Il nous apparaît étonnant que ce cours puisse se prétendre être un enseignement philosophique qui ouvre à la réflexion, au débat d’idées, à l’échange de points de vue. En se considérant comme le détenteur de la vérité (« J’ai longuement développé un argument simple qui établit de manière très claire et directe que l’avortement est le meurtre d’un être humain, d’une personne innocente », p. 9), en établissant des arguments très bancals (« je suis assez certain que […] je suis « non viable » dans un environnement comme la jungle », p. 5), ce chargé de cours se présente de façon étonnante comme enseignant des réflexions philosophiques.

Sa conclusion est d’ailleurs sans appel : « si jamais un seul de ceux qui n’avaient jamais sérieusement envisagé la question de la gravité de l’avortement, victimes d’une culture de mort qui nie la réalité du crime que constitue cet attentat contre la personne humaine, si jamais un seul de ceux qui prennent connaissance de cet argumentaire, après avoir réfléchi à tout ce qui vient d’être dit, renonce un jour à avorter, ou qu’il dissuade quelqu’un d’avorter, je me dis que mon travail a du sens » (p. 14).

 

*    *    *

 

De nombreuses questions restent dès lors sans véritable réponse.

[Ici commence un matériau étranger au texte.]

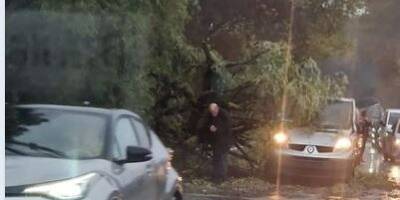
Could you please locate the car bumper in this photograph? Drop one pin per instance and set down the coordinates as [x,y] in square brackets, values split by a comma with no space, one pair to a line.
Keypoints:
[314,167]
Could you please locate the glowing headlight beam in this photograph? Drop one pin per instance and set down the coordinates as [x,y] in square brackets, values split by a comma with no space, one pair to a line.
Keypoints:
[74,188]
[280,138]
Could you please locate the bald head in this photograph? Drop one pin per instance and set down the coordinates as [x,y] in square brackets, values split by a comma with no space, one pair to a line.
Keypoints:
[213,108]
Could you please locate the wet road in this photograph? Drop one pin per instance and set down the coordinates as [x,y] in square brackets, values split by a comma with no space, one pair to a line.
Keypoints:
[373,164]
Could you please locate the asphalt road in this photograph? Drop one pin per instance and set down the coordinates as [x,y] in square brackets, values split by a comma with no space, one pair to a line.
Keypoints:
[372,163]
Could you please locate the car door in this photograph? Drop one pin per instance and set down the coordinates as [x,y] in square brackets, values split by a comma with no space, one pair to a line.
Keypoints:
[153,166]
[135,181]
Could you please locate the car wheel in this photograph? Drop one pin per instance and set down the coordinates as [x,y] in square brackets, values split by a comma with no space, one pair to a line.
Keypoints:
[177,196]
[115,196]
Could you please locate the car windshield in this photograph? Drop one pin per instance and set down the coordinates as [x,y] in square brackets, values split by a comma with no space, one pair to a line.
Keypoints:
[337,115]
[54,133]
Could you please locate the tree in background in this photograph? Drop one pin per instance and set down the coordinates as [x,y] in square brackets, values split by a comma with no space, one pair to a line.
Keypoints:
[166,59]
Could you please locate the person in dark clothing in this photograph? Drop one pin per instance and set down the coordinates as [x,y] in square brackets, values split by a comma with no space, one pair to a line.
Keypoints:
[215,127]
[364,125]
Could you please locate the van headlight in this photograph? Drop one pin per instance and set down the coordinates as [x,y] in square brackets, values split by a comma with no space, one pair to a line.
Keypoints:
[74,188]
[397,142]
[343,144]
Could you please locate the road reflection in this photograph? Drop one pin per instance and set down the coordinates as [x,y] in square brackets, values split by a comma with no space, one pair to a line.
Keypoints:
[374,163]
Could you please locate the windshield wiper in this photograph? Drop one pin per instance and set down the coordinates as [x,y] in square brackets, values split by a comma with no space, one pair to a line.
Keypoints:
[34,146]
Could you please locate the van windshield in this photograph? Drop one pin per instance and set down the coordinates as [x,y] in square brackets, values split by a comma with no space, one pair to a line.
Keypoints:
[336,115]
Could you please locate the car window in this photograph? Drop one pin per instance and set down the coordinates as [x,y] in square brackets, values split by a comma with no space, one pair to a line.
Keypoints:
[142,133]
[74,134]
[125,136]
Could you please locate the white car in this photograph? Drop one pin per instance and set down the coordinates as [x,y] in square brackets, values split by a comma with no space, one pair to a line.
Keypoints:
[68,152]
[327,150]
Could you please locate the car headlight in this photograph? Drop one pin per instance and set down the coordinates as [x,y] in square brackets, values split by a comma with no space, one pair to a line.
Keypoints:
[343,144]
[280,138]
[74,188]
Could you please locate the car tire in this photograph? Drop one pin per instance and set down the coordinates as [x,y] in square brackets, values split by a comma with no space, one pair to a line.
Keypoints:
[177,196]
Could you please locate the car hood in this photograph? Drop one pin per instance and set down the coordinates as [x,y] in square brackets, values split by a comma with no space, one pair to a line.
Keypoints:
[24,170]
[310,136]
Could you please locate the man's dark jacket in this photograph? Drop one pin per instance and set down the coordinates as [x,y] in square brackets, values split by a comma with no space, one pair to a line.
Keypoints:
[222,138]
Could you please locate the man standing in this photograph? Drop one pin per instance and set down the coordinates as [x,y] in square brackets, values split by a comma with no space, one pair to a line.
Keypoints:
[364,125]
[216,125]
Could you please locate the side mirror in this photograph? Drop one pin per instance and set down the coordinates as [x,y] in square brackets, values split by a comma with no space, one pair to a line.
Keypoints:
[136,154]
[389,128]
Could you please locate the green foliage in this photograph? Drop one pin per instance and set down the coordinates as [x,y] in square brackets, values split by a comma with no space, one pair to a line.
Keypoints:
[135,55]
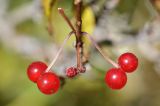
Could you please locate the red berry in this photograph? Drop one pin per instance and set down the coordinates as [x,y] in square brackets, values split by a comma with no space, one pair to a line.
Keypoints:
[116,78]
[71,72]
[82,69]
[128,62]
[48,83]
[35,70]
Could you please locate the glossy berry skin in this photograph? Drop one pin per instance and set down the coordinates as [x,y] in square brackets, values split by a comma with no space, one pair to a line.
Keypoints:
[35,70]
[116,78]
[128,62]
[71,72]
[48,83]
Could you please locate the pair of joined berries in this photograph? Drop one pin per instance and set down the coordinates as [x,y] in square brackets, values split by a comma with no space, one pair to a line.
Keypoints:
[116,78]
[47,82]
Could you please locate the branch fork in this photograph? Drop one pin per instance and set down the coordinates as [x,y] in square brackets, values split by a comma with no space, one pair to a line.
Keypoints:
[79,43]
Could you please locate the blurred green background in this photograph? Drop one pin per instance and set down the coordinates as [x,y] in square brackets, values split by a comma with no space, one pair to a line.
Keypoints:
[123,25]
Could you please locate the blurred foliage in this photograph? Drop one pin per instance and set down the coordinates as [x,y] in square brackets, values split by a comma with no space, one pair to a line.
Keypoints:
[89,89]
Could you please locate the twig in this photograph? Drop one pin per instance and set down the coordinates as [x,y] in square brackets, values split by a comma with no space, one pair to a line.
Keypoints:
[59,52]
[61,11]
[79,42]
[99,49]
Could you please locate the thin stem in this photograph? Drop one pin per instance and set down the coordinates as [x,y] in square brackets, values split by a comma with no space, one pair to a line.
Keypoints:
[99,49]
[61,11]
[79,42]
[59,52]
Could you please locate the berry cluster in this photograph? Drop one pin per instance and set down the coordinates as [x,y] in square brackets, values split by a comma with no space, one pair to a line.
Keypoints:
[47,82]
[116,78]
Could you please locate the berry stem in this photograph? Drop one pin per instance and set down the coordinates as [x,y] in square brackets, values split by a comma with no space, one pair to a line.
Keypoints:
[61,11]
[59,52]
[99,49]
[79,42]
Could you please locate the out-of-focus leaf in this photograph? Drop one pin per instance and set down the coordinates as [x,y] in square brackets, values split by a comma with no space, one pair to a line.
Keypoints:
[47,6]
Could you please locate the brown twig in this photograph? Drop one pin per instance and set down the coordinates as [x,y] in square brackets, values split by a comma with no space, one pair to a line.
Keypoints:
[99,49]
[61,11]
[79,42]
[59,52]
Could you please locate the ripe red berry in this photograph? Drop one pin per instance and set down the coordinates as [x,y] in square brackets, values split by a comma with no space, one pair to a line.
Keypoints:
[82,69]
[35,70]
[48,83]
[116,78]
[71,72]
[128,62]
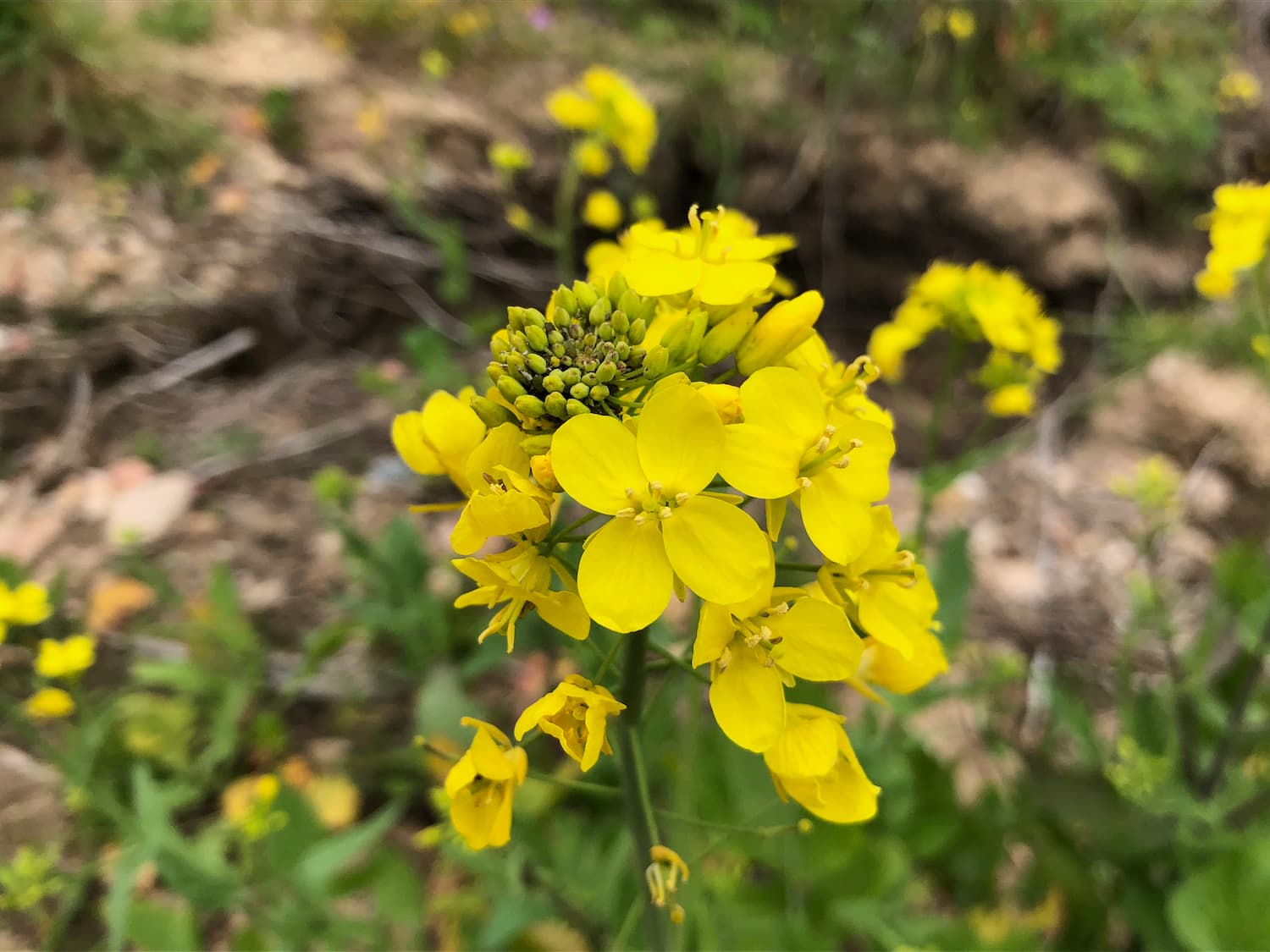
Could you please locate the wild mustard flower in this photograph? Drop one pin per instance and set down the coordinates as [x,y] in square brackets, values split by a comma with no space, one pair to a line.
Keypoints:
[521,578]
[757,650]
[576,713]
[665,525]
[787,448]
[65,659]
[814,763]
[482,784]
[48,703]
[602,210]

Comment peut-on prétendre qu’un tel cours représente un apprentissage de débat philosophique ? C’est aussi de cela qu’il s’agit : nous sommes dans une université, pas à une conférence présentant un point de vue sur l’avortement, ni au Grand Séminaire où ce docteur en philosophie intervient par ailleurs.

L’UCL peut difficilement contrôler les notes de tous les cours de toutes les facultés (et on pourrait aussi s’en estimer heureux), mais qui a décidé de nommer ce chargé de cours en remplacement de la professeure titulaire ? Par ailleurs, comment compte-t-il procéder à l’évaluation des étudiant-e-s ? Ceux-ci n’auraient-ils pas, à raison, à craindre de se voir sanctionnés lors de l’examen s’ils se disent en désaccord avec sa doctrine ? Comment cet enseignant peut-il évaluer quelqu’un qui tenterait de raisonner d’une manière différente, exprimant par là des avis ou raisonnements automatiquement « ridicules », « inopérants », « mensongers » ?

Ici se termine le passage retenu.